Screening Disinfection Byproducts (DBPs) for Their Ability To Promote AutoimmunityEPA Grant Number: R829417E02
Title: Screening Disinfection Byproducts (DBPs) for Their Ability To Promote Autoimmunity
Investigators: Gilbert, Kathleen M. , Pumford, Neil R.
Institution: University of Arkansas - Little Rock
EPA Project Officer: Chung, Serena
Project Period: May 24, 2002 through May 23, 2004 (Extended to May 23, 2005)
Project Amount: $250,000
RFA: EPSCoR (Experimental Program to Stimulate Competitive Research) (2001) RFA Text | Recipients Lists
Research Category: EPSCoR (The Experimental Program to Stimulate Competitive Research)
The overall objective of this research project is to use a two-level in vivo screening procedure to directly examine the autoimmune-promoting capacity of disinfection byproducts (DBPs). The specific objectives of this research project are to:
1. Treat inbred MRL/+ mice for 4 weeks with trichloroethylene (TCE) CYP2E1 metabolites (i.e., chloral hydrate, 1,1,2-trichloroethane, and 1,1-dichloroethane) in the drinking water. To determine whether the autoimmune-promoting capacity of DBPs is limited to TCE metabolites, three other DBPs of the halomethane class that have been reported to induce immune system alterations (i.e., chloroform, bromodichloromethane, and chlorodibromomethane) also will be tested. The mice will be examined for serological signs of autoimmune disease, as well as T-cell expression of CD44.

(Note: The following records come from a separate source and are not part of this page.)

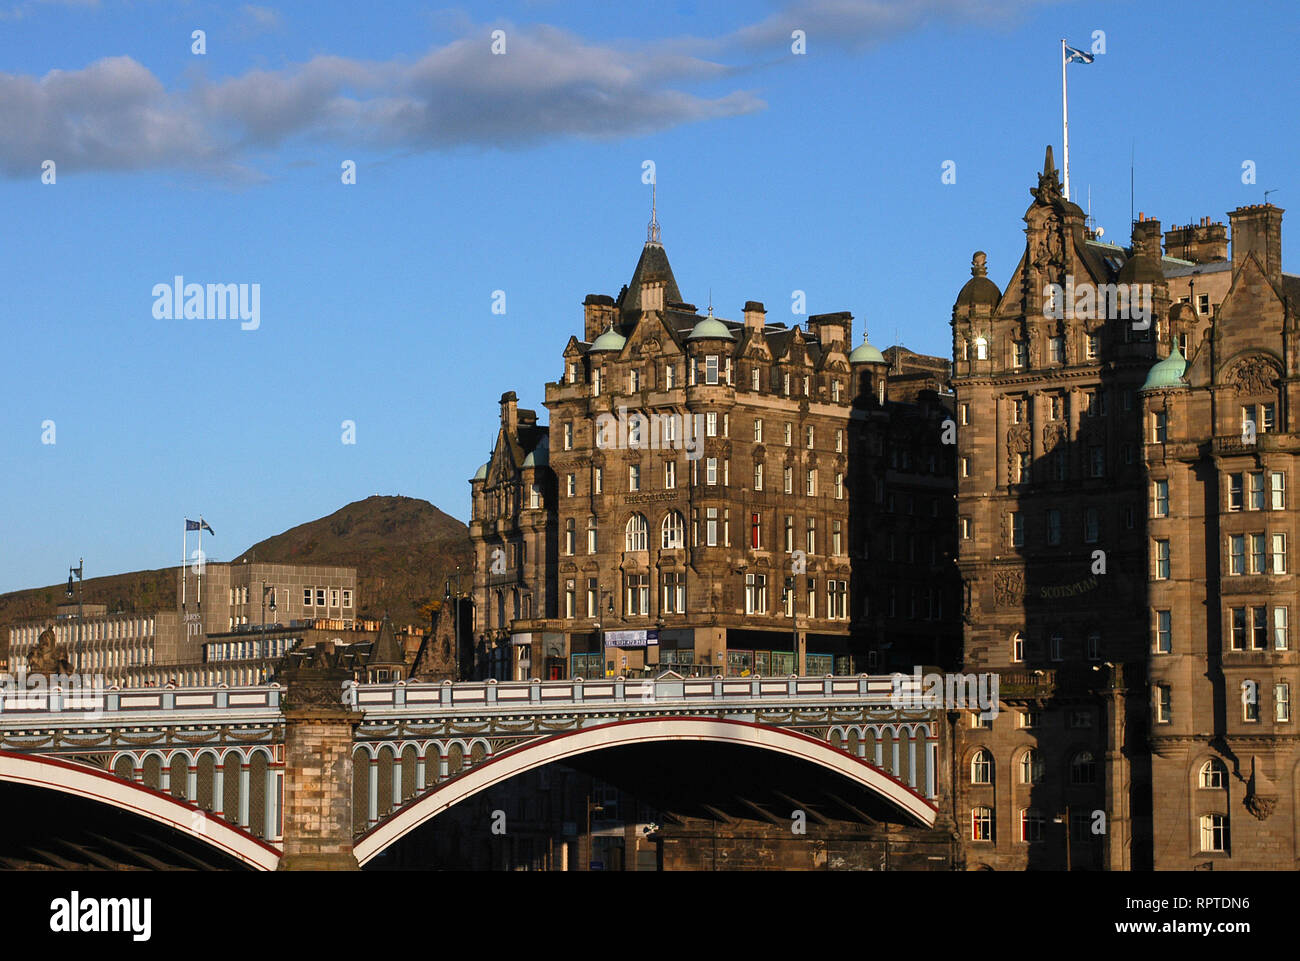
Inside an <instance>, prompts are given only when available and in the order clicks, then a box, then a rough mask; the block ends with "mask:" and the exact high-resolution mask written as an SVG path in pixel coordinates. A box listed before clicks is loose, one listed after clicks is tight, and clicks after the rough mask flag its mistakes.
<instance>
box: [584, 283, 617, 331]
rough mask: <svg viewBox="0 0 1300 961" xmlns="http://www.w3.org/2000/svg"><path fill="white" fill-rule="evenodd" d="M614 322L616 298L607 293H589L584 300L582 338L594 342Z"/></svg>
mask: <svg viewBox="0 0 1300 961" xmlns="http://www.w3.org/2000/svg"><path fill="white" fill-rule="evenodd" d="M612 323H614V298H612V296H608V295H606V294H588V295H586V299H585V300H582V339H584V341H585V342H586V343H591V342H593V341H594V339H595V338H597V337H599V336H601V334H603V333H604V332H606V330H607V329H608V328H610V325H611V324H612Z"/></svg>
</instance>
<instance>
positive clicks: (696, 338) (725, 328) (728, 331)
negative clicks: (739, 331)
mask: <svg viewBox="0 0 1300 961" xmlns="http://www.w3.org/2000/svg"><path fill="white" fill-rule="evenodd" d="M686 339H688V341H735V339H736V338H735V337H732V332H731V330H728V329H727V325H725V324H723V323H722V321H720V320H718V319H716V317H715V316H714V315H712V311H710V313H708V316H707V317H702V319H701V320H699V323H697V324H695V326H693V328H692V329H690V337H688V338H686Z"/></svg>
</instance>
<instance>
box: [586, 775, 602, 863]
mask: <svg viewBox="0 0 1300 961" xmlns="http://www.w3.org/2000/svg"><path fill="white" fill-rule="evenodd" d="M591 787H593V785H591V780H590V779H588V784H586V870H589V871H590V870H591V853H593V852H591V811H603V810H604V805H599V804H591Z"/></svg>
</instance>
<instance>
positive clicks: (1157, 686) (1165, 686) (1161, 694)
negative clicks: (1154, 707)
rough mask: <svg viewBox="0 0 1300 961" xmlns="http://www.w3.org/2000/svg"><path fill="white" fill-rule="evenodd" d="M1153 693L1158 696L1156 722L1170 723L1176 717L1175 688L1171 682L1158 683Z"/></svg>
mask: <svg viewBox="0 0 1300 961" xmlns="http://www.w3.org/2000/svg"><path fill="white" fill-rule="evenodd" d="M1153 693H1154V697H1156V723H1157V724H1167V723H1170V722H1171V720H1173V719H1174V689H1173V688H1171V687H1169V684H1157V685H1156V691H1154V692H1153Z"/></svg>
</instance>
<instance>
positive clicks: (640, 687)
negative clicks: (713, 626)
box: [355, 675, 919, 710]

2. Use the level two screen to confirm that two DBPs identified as effective in Objective 1 can induce autoimmune disease and CD4+ T-cell alterations when administered to MRL/+ mice at lower concentrations for a longer time period (40 weeks) because chronic treatment with a low dose of DBPs is probably most relevant to actual environmental exposure.
3. Develop an in vitro screening assay in which flow cytometry will be used to determine whether DBPs upregulate CD44 on CD4+ T cells in vitro.